第5戦もてぎでは7台がエントリーしたST-2クラス。序盤は#6 新菱オート☆夢住まい館☆DXL☆EVO10がリードしたが、トップ争いは#13ENDLESS GRヤリス、そしてここまで全勝でシーズンを送っていた#225 KTMS GR YARISの2台に絞られていった。

しかし#225 KTMS GR YARISは終盤燃料系のトラブルが起き、コースサイドに一時ストップ。なんとかピットに戻り再走を果たしたものの、3位でフィニッシュ。今季の連勝がついにストップした。優勝は#13 ENDLESS GRヤリスで、GRヤリスでのST-2挑戦後初勝利を飾った。2位は#6 新菱オート☆夢住まい館☆DXL☆EVO10となった。

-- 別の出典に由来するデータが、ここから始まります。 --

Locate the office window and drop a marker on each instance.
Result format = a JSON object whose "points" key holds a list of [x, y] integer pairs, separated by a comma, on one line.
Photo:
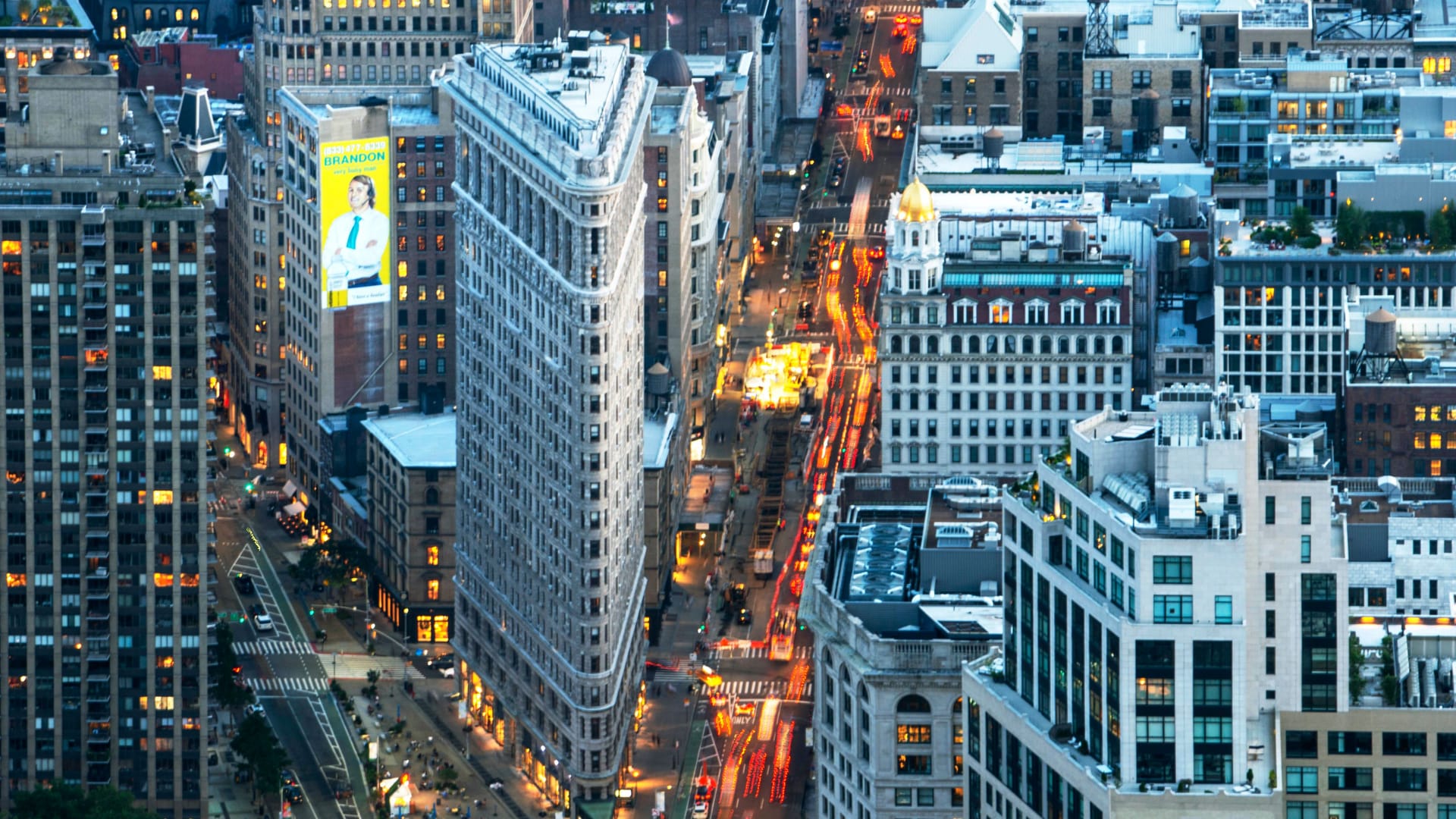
{"points": [[1350, 779], [1404, 779], [1302, 745], [1302, 779], [1402, 744], [1172, 569], [1172, 608]]}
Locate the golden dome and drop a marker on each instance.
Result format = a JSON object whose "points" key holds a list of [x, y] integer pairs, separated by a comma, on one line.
{"points": [[915, 203]]}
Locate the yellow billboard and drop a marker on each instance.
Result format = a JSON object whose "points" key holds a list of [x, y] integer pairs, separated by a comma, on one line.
{"points": [[354, 207]]}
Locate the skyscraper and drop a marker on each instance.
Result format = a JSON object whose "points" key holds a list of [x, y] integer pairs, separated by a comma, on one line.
{"points": [[107, 260], [549, 229], [1174, 586], [357, 52]]}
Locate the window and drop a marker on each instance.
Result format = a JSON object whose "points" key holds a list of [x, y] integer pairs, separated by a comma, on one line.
{"points": [[1446, 746], [1350, 779], [1302, 779], [1302, 811], [1155, 691], [1172, 569], [913, 735], [1172, 608], [1155, 729], [1404, 779], [913, 764], [1348, 742], [1402, 744], [1302, 745]]}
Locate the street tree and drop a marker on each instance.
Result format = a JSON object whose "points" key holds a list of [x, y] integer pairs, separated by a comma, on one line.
{"points": [[262, 755]]}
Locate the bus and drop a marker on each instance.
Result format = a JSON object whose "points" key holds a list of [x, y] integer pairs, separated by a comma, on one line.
{"points": [[781, 634]]}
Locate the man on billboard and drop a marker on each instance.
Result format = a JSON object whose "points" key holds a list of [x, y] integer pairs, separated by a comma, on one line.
{"points": [[357, 241]]}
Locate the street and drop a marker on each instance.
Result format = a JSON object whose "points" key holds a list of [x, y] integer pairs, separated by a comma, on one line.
{"points": [[752, 732]]}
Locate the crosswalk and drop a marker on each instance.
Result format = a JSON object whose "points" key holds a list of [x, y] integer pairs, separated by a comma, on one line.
{"points": [[761, 651], [284, 684], [273, 648], [357, 667], [759, 689]]}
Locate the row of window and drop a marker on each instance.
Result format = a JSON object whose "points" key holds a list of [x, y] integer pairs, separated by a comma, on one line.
{"points": [[1034, 312], [1181, 107], [965, 453], [1305, 744], [1305, 779]]}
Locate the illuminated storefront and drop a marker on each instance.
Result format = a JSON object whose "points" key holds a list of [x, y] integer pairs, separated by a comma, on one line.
{"points": [[416, 624]]}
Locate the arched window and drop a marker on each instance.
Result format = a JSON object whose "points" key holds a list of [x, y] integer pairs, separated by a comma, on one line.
{"points": [[913, 704]]}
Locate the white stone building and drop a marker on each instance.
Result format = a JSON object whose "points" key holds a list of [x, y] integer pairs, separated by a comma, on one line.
{"points": [[1171, 585], [1003, 318], [551, 586], [902, 589]]}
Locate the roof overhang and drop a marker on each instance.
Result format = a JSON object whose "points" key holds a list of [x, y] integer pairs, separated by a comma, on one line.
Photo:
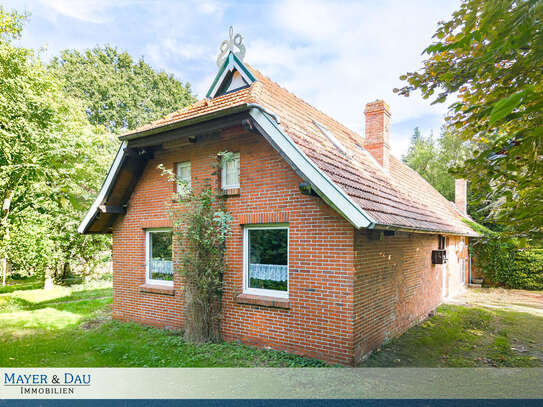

この結果で第6戦岡山は#225 KTMS GR YARISが123ポイント、#13ENDLESS GRヤリスは110ポイントという点差で挑む。2021年のレースは、チェッカーフラッグまで2台が超僅差のバトルを展開した。今年もその再現が観られるのかもしれない。

ST-3

第5戦もてぎは開催がなかったST-3クラス。第4戦オートポリスでは、変わりゆく天候のなかで#311 Team Fukushima Z34と#52 埼玉トヨペット GB クラウン RSがトップ争いを展開したが、#311 Team Fukushima Z34はトラブルに見舞われ後退。#52 埼玉トヨペット GB クラウン RSが優勝を飾り、ランキングでもトップに躍り出た。

迎える第6戦も6台の争いとなるが、ランキング首位の#52 埼玉トヨペット GB クラウン RSが119ポイントを積み重ねる一方、第4戦で2位だった#39 エアバスターWINMAX RC350 55ガレージ TWSが102ポイントでランキングでも2位となっている。一方3位の#311 Team Fukushima Z34は終盤の2連勝が逆転には欠かせない状況だ。

2021年は#52 埼玉トヨペット GB クラウン RSが優勝したレース。とはいえ上位陣は変わらず僅差だった。第3戦SUGOでもレースを沸かせたようなトップ争いが今回も展開されるかもしれない。

ST-4

第2戦富士でデビューを飾ったトヨタGR86勢では、#86 TOM'S SPIRIT GR86が第4戦オートポリスまで土つかずの3連勝を飾っていたが、第5戦もてぎでは長丁場のレースのなか、#86 TOM'S SPIRIT GR86の河野駿佑の病欠というアクシデントがあったとはいえ、ついに#884 シェイドレーシング GR86が優勝を飾り、連勝ストップを果たしてみせた。

迎える第6戦岡山は、第5戦でデビューした#60 全薬工業withTEAM G/MOTION' GR86を含めた4台のエントリーだが、全車がトヨタGR86のエントリーとなった。ある意味、ST-4クラスの歴史の転換点とも言えるレースとなりそうだ。#86 TOM'S SPIRIT GR86と#884 シェイドレーシング GR86のポイント差は19点差。これまでチームとして岡山で2年連続優勝を飾っている#884 シェイドレーシング GR86が今季も優勝することがあれば、タイトル争いは最終戦まで分からなくなる。

ST-5

激戦区のST-5クラスは、第5戦もてぎから#12 MAZDA SPIRIT RACING ROADSTERを加え、よりコンペティションが激化しているが、第6戦岡山も15台が参戦し、激しい戦いが予想される。第5戦では#4 THE BRIDE FITが優勝を飾り、これでランキング首位の#17 DXLアラゴスタNOPROデミオからランキング4位に浮上した#4 THE BRIDE FITまでわずか6ポイント差にひしめいている。もちろんランキング5位の#66 odula TONE MOTULロードスターもまだチャンピオン争いの射程圏内だ。

迎える第6戦岡山だが、これまで3年連続でOVER DRIVEが走らせるマツダ・ロードスターが優勝を飾っている得意コース。今季も連勝を伸ばすと、ますますチャンピオン争いは混沌としてきそうだ。もちろんホンダ・フィット勢やマツダ2/デミオ勢も決して苦手なコースというわけではない。第7戦を前にした重要なレースになるのは間違いないだろう。